Postoperative CRP levels affect the prognosis of patients with some other types of malignant tumors. Shiba et al. [23] found that postoperative peak CRP predicted the overall survival of patients with hepatocellular carcinoma. Others have also shown that postoperative CRP levels have prognostic impact for patients with renal cell carcinoma [24, 25]. The reason was thought that this type of carcinoma generates IL-6 and CRP, and an increase postoperative CRP levels would suggest occult residual cancer. The reason why postoperative CRP level is correlated with prognosis in patients with esophageal cancer remains unknown. Like renal cell carcinoma, some types of esophageal squamous cell carcinoma generate IL-6 [26] and CRP [27, 28], which might reflect residual tumors when postoperative CRP is not normalized.

We propose another reason that could explain how postoperative CRP levels affect prognosis. Postoperative CRP levels might differ due to individual anti-inflammatory and immune responses [29, 30]. Indeed, a gene associated with inflammation is activated in obese patients and carriers of hepatitis virus [31, 32]. Elevated postoperative CRP levels are thought to indicate persistent inflammation, and which could cause the development of cancer, and IL-6 that mainly regulates CRP synthesis, is thought to play important roles through activities such as stimulating of angiogenesis [33] and inhibiting cancer from undergoing apoptosis [34]. Furthermore, CRP also has several immunological functions [35]. These findings suggest that a persistent inflammatory state in the presence of postoperative occult residual cancer would be more likely to cause cancer development and recurrence and thus a poor prognosis. Therefore, this could be the most reasonable and convincing explanation for the finding that CRP-day 7 most significantly correlated with RFS in the present study.

Figure 4 shows extremely poor survival among patients with persistently high CRP values, indicating that a long-term inflammatory state caused poor survival. Because esophagectomy is highly invasive, several investigators have applied drugs to suppress excessive reaction to surgical stress and to reduce postoperative complications.
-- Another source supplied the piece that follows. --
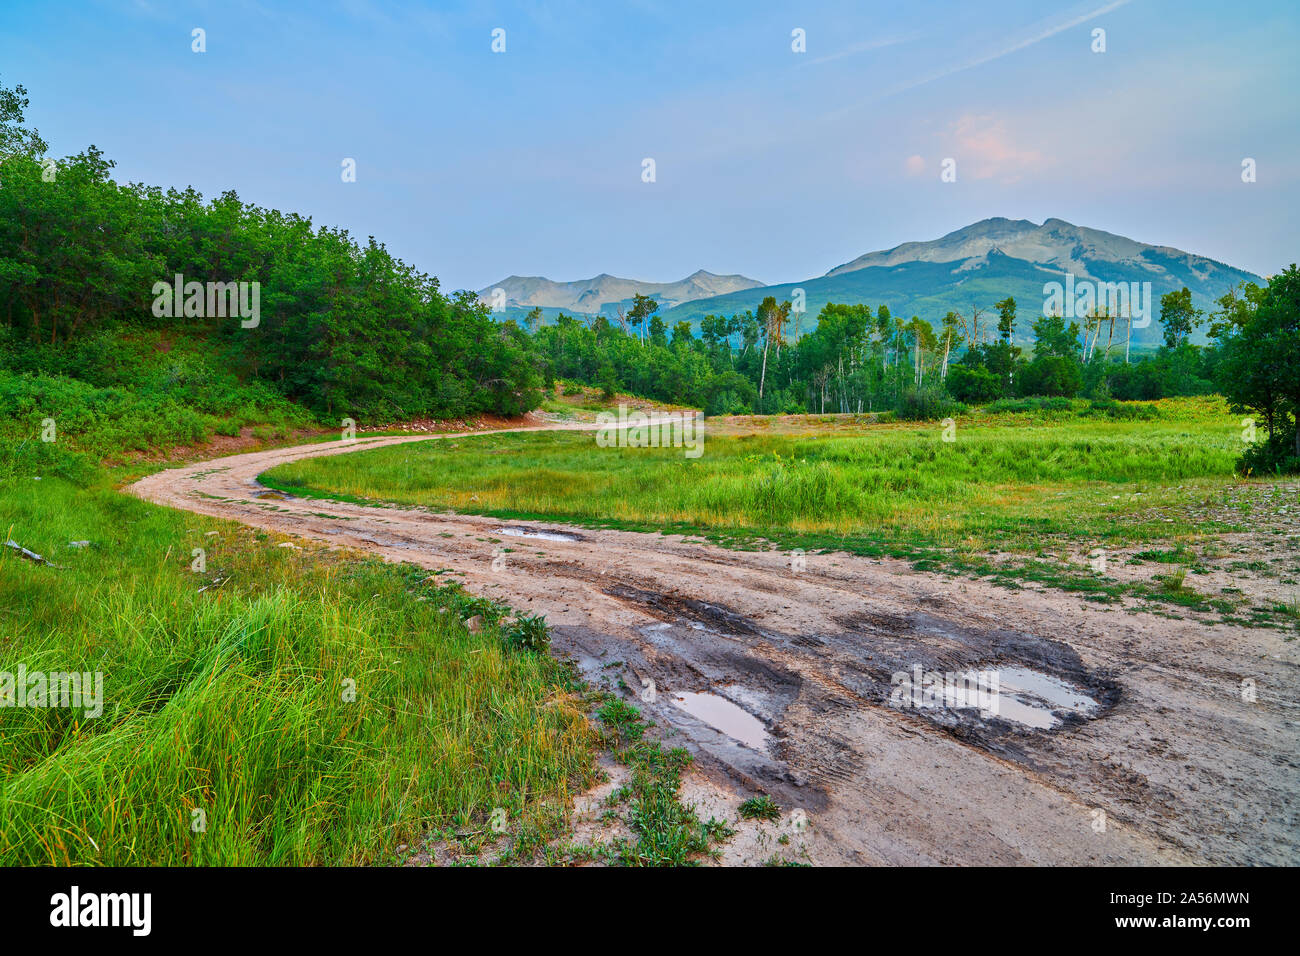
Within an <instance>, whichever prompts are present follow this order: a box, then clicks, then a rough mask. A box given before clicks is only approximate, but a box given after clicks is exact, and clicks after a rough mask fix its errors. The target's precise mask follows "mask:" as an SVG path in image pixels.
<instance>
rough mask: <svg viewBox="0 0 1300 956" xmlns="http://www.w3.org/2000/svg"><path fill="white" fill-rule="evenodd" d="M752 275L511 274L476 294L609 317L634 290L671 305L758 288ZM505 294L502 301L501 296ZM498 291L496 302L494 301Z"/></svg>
mask: <svg viewBox="0 0 1300 956" xmlns="http://www.w3.org/2000/svg"><path fill="white" fill-rule="evenodd" d="M762 286H763V284H762V282H759V281H758V280H755V278H746V277H745V276H715V274H714V273H711V272H705V271H703V269H699V271H698V272H695V273H692V274H690V276H686V277H685V278H682V280H679V281H676V282H641V281H638V280H634V278H619V277H617V276H610V274H607V273H601V274H599V276H595V277H593V278H580V280H576V281H573V282H552V281H551V280H549V278H542V277H541V276H510V277H507V278H503V280H502V281H500V282H494V284H493V285H490V286H487V287H486V289H480V290H478V298H480V299H482V300H484V302H486V303H487V304H490V306H494V307H495V308H504V310H506V311H507V313H513V312H517V311H520V310H523V311H528V310H530V308H533V307H534V306H541V307H542V310H543V311H547V312H549V311H564V312H580V313H591V315H594V313H598V312H604V313H607V315H612V313H614V311H615V308H616V307H617V306H623V307H624V308H627V307H628V306H630V303H632V297H633V295H636V294H641V295H651V297H654V298H655V299H656V300H658V302H659V308H660V310H666V308H672V307H673V306H680V304H684V303H688V302H694V300H697V299H707V298H714V297H718V295H727V294H729V293H736V291H742V290H745V289H761V287H762ZM498 289H500V290H502V291H503V293H504V302H500V300H499V299H500V294H499V293H497V290H498ZM494 293H497V297H495V298H497V302H494Z"/></svg>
Indeed, corticosteroids [36] and sivelestat, a selective neutrophil elastase inhibitor [37], have reduced postoperative surgical stress reaction after esophagectomy. The present and these findings with this result suggest that such drugs might also help to suppress the progression of occult residual cancer. We previously showed that sivelestat suppresses the growth of gastric cancer cells by inhibiting the release of TGF-α stimulated by neutrophil elastase [38]. Eicosapentaenoic acid reportedly modifies the activity of cytokines such as IL-6 and inhibits the proliferation of an esophageal cancer cell line [39].

The present study was limited by the retrospective design. Our patients had various stages of esophageal cancer and were therefore treated according to various policies. Several perioperative factors affect postoperative CRP values. However, we selected the patient population and used subgroups and multivariate analysis to avoid the influence of some confounders. Although these strategies allowed comparisons between patients who had been exposed to similar degrees of surgical stress, the influence of perioperative factors upon postoperative CRP levels might be difficult to completely exclude. Therefore, a validation study is needed to confirm our results in large cohorts who are with similar characteristics.

In conclusion, our findings suggest that elevated postoperative CRP levels are associated with poor survival in patients with esophageal cancer. We therefore propose that the clinical course of postoperative CRP should be carefully monitored as a predictor of survival.